Sitemap Delta Guide: Detecting Orphans and Stale URLs i...

I was looking at why a site had Google-indexed URLs returning 404. The 404s were not from external links. They were from the site's own sitemap.xml, which was listing pages that had been renamed or deleted months ago. The sitemap had drifted from reality, nobody noticed, and the crawlers kept trying to fetch dead URLs.

Running a sitemap delta, a diff between URLs the site links to internally and URLs listed in the sitemap, surfaced 34 stale entries in two minutes. Cleaning them up stopped the 404s, freed up crawl budget, and made the sitemap honest again.

What a Sitemap Delta Is

A sitemap delta is a set difference. You build two lists:

Crawl set: every URL reachable by following internal links starting from the homepage.
Sitemap set: every URL listed in /sitemap.xml (or the sitemap index and any referenced children).

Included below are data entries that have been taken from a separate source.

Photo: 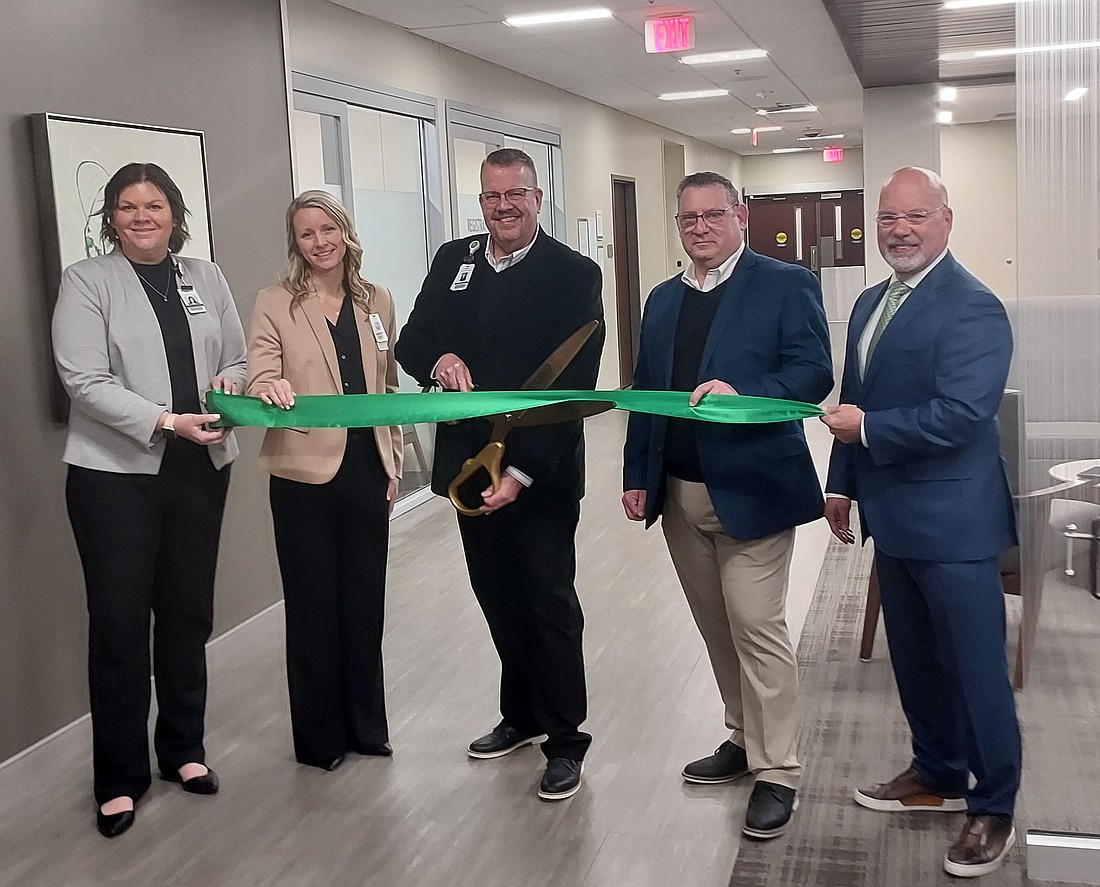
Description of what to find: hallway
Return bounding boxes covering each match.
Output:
[0,413,827,887]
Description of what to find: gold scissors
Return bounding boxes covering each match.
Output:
[447,320,614,517]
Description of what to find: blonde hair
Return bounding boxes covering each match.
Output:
[279,190,374,314]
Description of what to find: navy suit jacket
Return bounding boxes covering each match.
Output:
[825,253,1015,562]
[623,248,833,540]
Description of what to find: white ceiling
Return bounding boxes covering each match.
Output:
[333,0,1012,154]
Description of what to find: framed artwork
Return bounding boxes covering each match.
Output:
[30,113,213,420]
[31,114,213,276]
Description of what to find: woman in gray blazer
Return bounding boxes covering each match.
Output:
[53,163,245,837]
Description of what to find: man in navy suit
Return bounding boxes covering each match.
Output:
[623,173,833,839]
[823,167,1021,877]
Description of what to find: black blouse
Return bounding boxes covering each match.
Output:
[130,254,202,413]
[328,295,367,394]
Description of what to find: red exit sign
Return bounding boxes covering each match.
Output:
[646,15,695,53]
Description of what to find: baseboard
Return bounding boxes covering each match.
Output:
[1026,829,1100,884]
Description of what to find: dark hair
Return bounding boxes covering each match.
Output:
[677,173,741,206]
[99,163,191,252]
[481,147,539,188]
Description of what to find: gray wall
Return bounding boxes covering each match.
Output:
[0,0,292,760]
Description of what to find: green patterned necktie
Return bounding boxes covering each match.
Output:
[864,281,910,366]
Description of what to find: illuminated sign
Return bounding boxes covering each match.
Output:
[646,15,695,53]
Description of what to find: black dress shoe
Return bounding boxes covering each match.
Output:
[295,754,344,773]
[741,781,799,841]
[539,757,584,801]
[351,742,394,757]
[96,810,135,837]
[161,767,218,795]
[466,721,547,760]
[680,740,749,785]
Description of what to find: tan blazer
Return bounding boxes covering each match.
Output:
[246,284,404,483]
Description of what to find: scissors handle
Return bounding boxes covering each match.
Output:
[447,440,504,517]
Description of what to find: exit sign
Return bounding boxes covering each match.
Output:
[646,15,695,53]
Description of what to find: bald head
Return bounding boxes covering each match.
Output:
[876,166,954,281]
[882,166,947,204]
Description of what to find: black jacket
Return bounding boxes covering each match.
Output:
[395,230,604,499]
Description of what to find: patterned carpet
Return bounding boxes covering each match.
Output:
[729,534,1100,887]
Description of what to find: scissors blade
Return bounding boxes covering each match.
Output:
[497,401,615,428]
[520,320,600,391]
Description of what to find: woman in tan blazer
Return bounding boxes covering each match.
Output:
[248,190,403,770]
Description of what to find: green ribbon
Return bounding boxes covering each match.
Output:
[206,390,824,428]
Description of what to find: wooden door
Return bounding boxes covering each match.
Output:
[612,176,641,388]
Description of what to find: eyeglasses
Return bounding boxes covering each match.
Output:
[875,204,947,228]
[477,188,538,207]
[672,204,740,231]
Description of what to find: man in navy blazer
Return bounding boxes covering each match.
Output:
[623,173,833,839]
[823,167,1021,877]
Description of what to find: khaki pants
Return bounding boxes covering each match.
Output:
[661,478,802,788]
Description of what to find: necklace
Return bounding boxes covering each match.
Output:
[134,263,175,302]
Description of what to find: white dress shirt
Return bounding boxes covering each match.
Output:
[431,228,539,486]
[825,250,947,499]
[680,240,745,293]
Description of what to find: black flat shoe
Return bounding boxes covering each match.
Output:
[161,767,218,795]
[351,742,394,757]
[295,753,344,773]
[96,810,136,837]
[741,780,799,841]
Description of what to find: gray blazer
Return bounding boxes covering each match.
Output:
[53,249,245,474]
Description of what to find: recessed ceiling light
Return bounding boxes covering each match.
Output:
[657,89,729,101]
[504,7,612,28]
[944,0,1027,9]
[757,105,817,117]
[680,50,768,65]
[938,40,1100,62]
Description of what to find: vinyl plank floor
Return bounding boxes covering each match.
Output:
[0,414,827,887]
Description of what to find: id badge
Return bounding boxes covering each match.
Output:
[371,314,389,351]
[179,284,206,315]
[451,262,474,293]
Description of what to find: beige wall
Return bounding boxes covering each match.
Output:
[939,120,1016,299]
[741,147,864,195]
[0,0,290,760]
[287,0,741,387]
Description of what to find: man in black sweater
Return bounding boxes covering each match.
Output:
[396,149,604,800]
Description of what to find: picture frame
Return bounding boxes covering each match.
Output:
[29,113,213,421]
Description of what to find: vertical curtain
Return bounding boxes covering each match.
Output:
[1002,0,1100,678]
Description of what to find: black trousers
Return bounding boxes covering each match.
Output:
[65,440,229,804]
[271,429,389,766]
[459,486,592,760]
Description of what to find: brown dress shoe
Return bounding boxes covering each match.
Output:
[853,767,966,813]
[944,813,1016,878]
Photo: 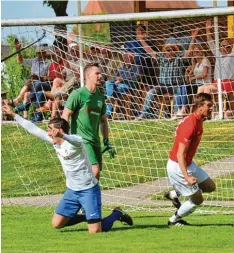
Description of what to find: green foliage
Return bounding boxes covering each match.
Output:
[43,0,68,17]
[72,12,110,44]
[1,209,234,253]
[1,35,35,98]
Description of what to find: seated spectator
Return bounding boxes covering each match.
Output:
[10,39,50,118]
[124,24,158,86]
[186,45,212,102]
[105,52,142,117]
[137,30,198,120]
[165,22,200,51]
[15,44,64,122]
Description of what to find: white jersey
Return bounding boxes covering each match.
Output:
[208,41,234,80]
[15,115,98,191]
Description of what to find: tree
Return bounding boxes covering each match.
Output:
[43,0,68,31]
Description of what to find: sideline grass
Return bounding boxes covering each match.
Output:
[1,121,234,198]
[2,207,234,253]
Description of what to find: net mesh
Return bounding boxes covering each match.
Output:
[1,16,234,212]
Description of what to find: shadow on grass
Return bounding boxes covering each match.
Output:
[190,223,234,228]
[60,224,169,233]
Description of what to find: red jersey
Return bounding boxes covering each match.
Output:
[49,60,64,78]
[169,113,203,166]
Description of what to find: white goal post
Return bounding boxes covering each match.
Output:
[1,7,234,213]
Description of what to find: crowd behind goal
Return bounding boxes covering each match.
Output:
[2,19,234,122]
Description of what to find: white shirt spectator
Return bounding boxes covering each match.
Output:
[23,58,50,76]
[208,41,234,80]
[193,57,212,85]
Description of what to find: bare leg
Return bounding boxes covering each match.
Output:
[23,92,30,119]
[13,80,32,106]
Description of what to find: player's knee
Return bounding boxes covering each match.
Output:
[191,193,204,206]
[52,219,64,229]
[207,181,216,192]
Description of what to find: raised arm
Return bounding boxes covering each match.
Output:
[184,28,199,57]
[62,107,73,122]
[206,19,213,42]
[15,39,24,64]
[2,105,52,144]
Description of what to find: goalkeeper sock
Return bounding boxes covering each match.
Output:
[169,199,197,222]
[102,211,121,232]
[169,190,180,199]
[66,214,86,227]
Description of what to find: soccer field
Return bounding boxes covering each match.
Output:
[2,207,234,253]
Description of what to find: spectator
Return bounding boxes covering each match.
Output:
[124,24,158,86]
[186,45,212,104]
[137,30,198,120]
[10,39,50,118]
[106,52,141,117]
[198,20,234,95]
[15,45,64,123]
[37,43,80,114]
[198,20,234,118]
[165,22,200,51]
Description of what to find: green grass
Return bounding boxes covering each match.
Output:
[2,207,234,253]
[1,121,234,197]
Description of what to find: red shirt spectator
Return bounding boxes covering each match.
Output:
[169,113,203,166]
[49,60,64,78]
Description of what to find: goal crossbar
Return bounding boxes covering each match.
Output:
[1,7,234,27]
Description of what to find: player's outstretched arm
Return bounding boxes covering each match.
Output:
[2,104,52,144]
[101,114,116,158]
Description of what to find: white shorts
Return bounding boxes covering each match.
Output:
[167,159,209,197]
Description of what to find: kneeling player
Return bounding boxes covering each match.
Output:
[2,105,133,233]
[165,93,216,226]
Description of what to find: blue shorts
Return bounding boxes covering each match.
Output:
[55,184,102,221]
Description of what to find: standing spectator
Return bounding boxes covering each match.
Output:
[165,93,216,226]
[37,43,80,113]
[197,20,234,94]
[10,39,50,118]
[198,20,234,118]
[165,22,200,51]
[106,52,142,117]
[62,63,115,179]
[137,30,198,120]
[15,45,64,123]
[186,45,212,107]
[124,24,158,86]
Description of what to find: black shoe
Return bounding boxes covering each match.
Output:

Then you compute three intersections:

In both: URLs the site links to that are also in the sitemap. These are healthy.
Sitemap-only: URLs in the sitemap that nothing on the site currently links to. Probably stale, probably 404, probably 301-chained.
Crawl-only: URLs the site links to that are missing from the sitemap. These are orphaned from a crawler's perspective, reachable via internal navigation but not advertised for indexing.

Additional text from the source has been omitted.